小説

『冬のウェルテルは片目を閉じて口ずさむ』柘榴木昴(『若きウェルテルの悩み』)

 だが聡明でいつも落ち着き払っていた彼が、誰かに追い込まれるなんてことは考えられない。
 事実ミノル先生はいつも――正確には転勤してから一層老け込んだ父親を気遣いながらも、研究に励んでいた。生活の苦労を微塵も出さないタフさもあって、若くして教頭の地位になっていた。もともと大学の助教授だったのがあるきっかけで姉妹校の中学校に赴任したのだ。

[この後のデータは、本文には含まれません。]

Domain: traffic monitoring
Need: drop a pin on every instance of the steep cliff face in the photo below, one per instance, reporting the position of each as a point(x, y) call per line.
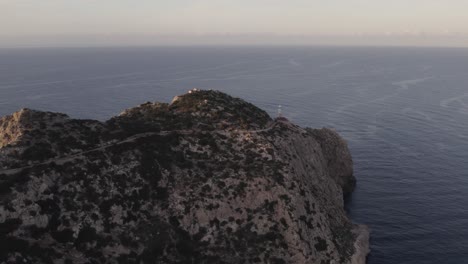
point(205, 179)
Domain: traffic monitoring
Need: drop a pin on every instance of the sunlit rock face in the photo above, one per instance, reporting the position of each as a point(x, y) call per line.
point(207, 178)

 そのきっかけが、ユウコ先生の結婚だとミノル先生は僕に話してくれていた。
 モノクロのカップが二つテーブルに置かれた。
「昨日の葬儀、こなかったんですね」
 口火を切った。僕の影も揺れていた。
 ユウコ先生は目を開いたまま止まっていた。ぼたぼたと涙が落ちた。

 彼女と僕とミノル先生は同じ大学で働いていた。僕は事務職でユウコ先生は専任だった。だが三人とも同郷で、うまがあった。特に僕とミノル先生はゲーテをはじめとするドイツ文学が好きだという共通点もあって、意気投合した。互いに名前でよぶ唯一の間柄だった。

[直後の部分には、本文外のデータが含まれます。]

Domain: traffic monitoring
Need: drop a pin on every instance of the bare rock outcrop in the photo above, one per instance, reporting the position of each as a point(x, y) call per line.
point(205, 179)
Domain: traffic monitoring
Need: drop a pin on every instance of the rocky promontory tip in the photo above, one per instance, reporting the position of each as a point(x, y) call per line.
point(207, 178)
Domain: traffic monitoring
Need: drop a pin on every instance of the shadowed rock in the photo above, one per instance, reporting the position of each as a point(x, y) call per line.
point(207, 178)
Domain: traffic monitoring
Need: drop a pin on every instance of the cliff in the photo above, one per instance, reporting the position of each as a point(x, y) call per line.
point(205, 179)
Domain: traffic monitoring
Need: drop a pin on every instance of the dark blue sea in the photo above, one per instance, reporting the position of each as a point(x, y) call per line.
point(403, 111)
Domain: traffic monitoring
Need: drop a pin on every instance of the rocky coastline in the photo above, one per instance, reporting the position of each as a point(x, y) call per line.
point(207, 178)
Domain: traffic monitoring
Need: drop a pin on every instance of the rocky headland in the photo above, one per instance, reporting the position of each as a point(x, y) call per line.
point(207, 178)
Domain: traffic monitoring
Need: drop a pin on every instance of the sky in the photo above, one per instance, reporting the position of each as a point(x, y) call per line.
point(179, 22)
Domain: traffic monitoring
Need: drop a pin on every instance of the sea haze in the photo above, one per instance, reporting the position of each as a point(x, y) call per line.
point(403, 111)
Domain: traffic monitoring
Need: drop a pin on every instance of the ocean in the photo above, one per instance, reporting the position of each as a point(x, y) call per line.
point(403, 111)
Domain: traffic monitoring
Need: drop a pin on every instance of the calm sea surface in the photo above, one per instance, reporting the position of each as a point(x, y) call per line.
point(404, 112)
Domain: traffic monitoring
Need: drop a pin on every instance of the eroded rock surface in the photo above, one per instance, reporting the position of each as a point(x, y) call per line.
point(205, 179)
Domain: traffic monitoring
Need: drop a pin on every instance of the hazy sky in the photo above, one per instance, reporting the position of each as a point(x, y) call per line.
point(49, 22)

 あるとき、ミノル先生は僕に言った。年度替わりで忙しく、事務長の僕が一人残っていた時だ。頃合いを見計らったように研究室から出てきたミノル先生は、コーヒーを入れてくれて、窓辺に立つと少し震えた声で言った。
 仮定の話だが、とわざわざ前置きをしたあたり、ピンときた。これは自身の話をたとえの体にしているなと。
「人生でもうこれ以上ない幸福を感じたら、どうするかね」
 僕はもう一度、いや何度でもその幸福を得られるように努力すると答えと思う。だがドイツ哲学並びに実存主義に詳しいミノル先生はきっと、一回性の価値を信望していたはずだった。これ以上ない幸福というやつは、自分でそこに据え置くしかないのだ。他の価値を奈辺に叩きつけることで最高の価値を同定させるしかない。幸福の形はどうしたって形成の方法論になる。

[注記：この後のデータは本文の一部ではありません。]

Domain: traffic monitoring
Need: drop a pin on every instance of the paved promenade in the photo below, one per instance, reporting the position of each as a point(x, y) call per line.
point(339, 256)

 僕はその前日、ミノル先生とユウコ先生と学会で鳥取に行き、二人で地蔵滝の泉まで足を延ばしたことを聞いていた。ミノル先生は今、人生で最も幸福な瞬間を決め打ちしようとしているのだ。
 ミノル先生は実際ロマンチストだった。それでいて女性には大層もてていた。ルックスも将来性も申し分ないうえに、薄暗さはクールで大人っぽいと評されるほどだった。
 泉のほとりで二人が何を交わしたか、そこまでは聞いていなかった。ただ、その日ユウコ先生の口から婚約者の話は一切出なかった。夢のような時間だったとも言っていた。
 想像の彼岸で二人は結ばれたのではといぶかったが、大人の恋に口出しは野暮だとも思った。だがその後、二人の距離はどこかよそよそしく、薄い膜のようなものがあった。
 例えばユウコ先生はミノル先生にコーヒーをいれなくなった。ミノル先生も駅まで送ったりしなくなった。ぽつりと誰かがユウコ先生の婚約者が海外赴任から戻るという話をしていたのもその頃だった。